The output file supports two formats:

Simple key-value lines — one per line, first = splits key from value:

DATABASE_URL=postgres://localhost:5432/mydb
API_KEY=secret123

Heredoc blocks for multi-line values:

CERT<<EOF
-----BEGIN CERTIFICATE-----
MIIBxTCCAWugAwIBAgIJALP...
-----END CERTIFICATE-----
EOF

The heredoc delimiter is arbitrary — KEY<<DELIM starts a block and a line containing only DELIM ends it.

Referencing Output

Reference another job’s output with @job.KEY in env bindings.

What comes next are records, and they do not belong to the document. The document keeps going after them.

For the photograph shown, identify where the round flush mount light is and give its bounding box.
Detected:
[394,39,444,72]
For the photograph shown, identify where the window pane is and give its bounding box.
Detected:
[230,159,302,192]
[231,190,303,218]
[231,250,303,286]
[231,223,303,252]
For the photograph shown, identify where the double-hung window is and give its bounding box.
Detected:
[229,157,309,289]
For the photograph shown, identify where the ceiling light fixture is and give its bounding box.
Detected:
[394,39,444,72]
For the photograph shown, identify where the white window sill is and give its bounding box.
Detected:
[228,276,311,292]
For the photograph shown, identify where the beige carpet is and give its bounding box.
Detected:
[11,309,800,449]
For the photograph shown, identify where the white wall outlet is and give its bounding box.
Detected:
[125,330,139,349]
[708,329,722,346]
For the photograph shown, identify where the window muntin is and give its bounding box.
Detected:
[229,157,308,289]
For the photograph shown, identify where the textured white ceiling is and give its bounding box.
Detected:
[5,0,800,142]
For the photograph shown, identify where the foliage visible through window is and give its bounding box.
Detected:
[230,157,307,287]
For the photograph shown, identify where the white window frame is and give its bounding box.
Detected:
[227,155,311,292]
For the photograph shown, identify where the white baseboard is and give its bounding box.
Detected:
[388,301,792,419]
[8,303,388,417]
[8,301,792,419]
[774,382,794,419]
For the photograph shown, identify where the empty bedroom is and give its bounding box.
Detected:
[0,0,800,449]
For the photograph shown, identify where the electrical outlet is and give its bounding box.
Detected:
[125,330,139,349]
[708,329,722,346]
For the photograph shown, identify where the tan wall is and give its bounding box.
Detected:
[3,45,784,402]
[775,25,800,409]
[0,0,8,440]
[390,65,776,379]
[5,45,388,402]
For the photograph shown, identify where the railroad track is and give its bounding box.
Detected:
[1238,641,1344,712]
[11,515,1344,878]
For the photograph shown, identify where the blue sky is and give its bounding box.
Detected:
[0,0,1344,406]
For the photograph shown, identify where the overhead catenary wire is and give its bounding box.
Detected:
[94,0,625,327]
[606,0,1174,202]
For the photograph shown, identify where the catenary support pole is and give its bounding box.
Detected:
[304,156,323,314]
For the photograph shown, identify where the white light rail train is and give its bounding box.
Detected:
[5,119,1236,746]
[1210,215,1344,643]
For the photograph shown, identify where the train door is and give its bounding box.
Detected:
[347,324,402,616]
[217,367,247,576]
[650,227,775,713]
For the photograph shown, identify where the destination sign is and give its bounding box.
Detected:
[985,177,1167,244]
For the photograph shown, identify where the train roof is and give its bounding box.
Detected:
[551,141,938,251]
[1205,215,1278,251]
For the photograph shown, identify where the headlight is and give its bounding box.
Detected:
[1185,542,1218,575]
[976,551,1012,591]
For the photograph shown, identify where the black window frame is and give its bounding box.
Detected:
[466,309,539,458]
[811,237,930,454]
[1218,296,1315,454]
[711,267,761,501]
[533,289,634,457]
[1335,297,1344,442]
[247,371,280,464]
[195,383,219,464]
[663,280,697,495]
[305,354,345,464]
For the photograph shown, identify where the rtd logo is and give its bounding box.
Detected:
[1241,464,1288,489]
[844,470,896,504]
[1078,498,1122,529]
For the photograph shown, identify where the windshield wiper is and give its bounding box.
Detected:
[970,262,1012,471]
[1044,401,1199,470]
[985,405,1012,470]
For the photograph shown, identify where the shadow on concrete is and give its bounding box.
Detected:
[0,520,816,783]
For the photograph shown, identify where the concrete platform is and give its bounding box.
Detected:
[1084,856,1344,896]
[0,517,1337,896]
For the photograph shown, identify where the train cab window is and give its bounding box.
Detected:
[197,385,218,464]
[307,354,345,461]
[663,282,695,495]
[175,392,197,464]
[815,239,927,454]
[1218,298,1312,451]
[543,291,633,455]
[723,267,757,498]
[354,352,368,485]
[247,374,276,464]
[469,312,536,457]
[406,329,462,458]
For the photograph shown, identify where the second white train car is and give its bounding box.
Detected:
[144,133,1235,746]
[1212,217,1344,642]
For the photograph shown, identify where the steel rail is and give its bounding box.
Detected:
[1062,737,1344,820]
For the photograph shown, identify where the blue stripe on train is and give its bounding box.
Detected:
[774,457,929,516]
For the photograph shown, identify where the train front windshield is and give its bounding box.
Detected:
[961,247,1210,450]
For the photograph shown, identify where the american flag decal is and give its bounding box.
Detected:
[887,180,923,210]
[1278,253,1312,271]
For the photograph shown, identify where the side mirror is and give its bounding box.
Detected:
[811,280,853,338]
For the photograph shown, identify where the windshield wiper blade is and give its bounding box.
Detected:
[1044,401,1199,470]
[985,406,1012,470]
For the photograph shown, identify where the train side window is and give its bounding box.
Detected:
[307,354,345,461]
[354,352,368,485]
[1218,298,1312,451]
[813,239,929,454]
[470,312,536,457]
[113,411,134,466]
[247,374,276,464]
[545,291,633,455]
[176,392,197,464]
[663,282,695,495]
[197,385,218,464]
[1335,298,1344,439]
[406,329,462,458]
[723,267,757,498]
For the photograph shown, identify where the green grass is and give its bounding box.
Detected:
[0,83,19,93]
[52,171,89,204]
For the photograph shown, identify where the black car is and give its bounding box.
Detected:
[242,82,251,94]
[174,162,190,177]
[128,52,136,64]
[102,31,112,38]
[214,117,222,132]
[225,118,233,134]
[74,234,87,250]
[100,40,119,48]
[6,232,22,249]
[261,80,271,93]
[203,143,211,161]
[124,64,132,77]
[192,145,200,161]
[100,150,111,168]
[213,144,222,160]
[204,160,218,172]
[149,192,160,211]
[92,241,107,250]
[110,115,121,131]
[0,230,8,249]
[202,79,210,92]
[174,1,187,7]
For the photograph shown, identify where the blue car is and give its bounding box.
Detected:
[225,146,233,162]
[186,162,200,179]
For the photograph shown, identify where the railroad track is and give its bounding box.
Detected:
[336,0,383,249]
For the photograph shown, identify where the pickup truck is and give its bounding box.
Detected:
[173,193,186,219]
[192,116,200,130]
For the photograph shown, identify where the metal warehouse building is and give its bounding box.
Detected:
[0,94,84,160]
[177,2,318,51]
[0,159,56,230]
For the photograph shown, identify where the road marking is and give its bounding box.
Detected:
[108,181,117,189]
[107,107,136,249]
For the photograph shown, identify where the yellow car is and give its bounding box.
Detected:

Values flow into shell via environment variables — procman never interpolates inside shell strings.

job migrate {
  run """
    ./run-migrations
    echo "DATABASE_URL=postgres://localhost:5432/mydb" > $PROCMAN_OUTPUT
  """
}

service api {
  env DB_URL = @migrate.DATABASE_URL

  wait {
    after @migrate
  }

  run "api-server --db $DB_URL"
}

The sequence:

  1. migrate starts and runs migrations.
  2. migrate writes DATABASE_URL=postgres://... to its $PROCMAN_OUTPUT file.
  3. migrate exits with code 0 — procman marks it as complete.
  4. api’s after @migrate condition is satisfied.
  5. Procman resolves @migrate.DATABASE_URL by reading migrate’s output file.
  6. api starts with DB_URL set in its environment.

Resolution

Output resolution happens at spawn time, after all wait conditions for the job are satisfied. The resolver:

  1. Reads the referenced job’s output file (logs/procman/<job>.output).
  2. Parses it into a key-value map.
  3. Substitutes each @job.KEY reference with the corresponding value.

If a referenced key is not found in the output file, resolution fails and the job is not started.

Validation Rules

Procman enforces three rules at parse time to catch output reference errors before any job starts:

Rule 1: Referenced process must exist

job app {
  env KEY = @nonexistent.KEY  # Error: process 'nonexistent' does not exist
  run "echo $KEY"
}

Rule 2: Referenced process must be a job

Only jobs (one-shot processes) produce output that is guaranteed to be available. Referencing a service is rejected:

service server {
  run "start-server"
}

job app {
  env PORT = @server.PORT  # Error: 'server' is not a job
  run "echo $PORT"
}

Rule 3: Referencing process must have after @job in its wait block

The referencing job or service must have an after condition (direct or transitive) on the referenced job. This guarantees the output file exists when references are resolved:

job setup {
  run "echo KEY=value > $PROCMAN_OUTPUT"
}

service app {
  env KEY = @setup.KEY  # Error: no 'after @setup' in wait block
  run "echo $KEY"
}

Transitive dependencies are followed — if app waits on middle and middle waits on setup, then app can reference setup’s output.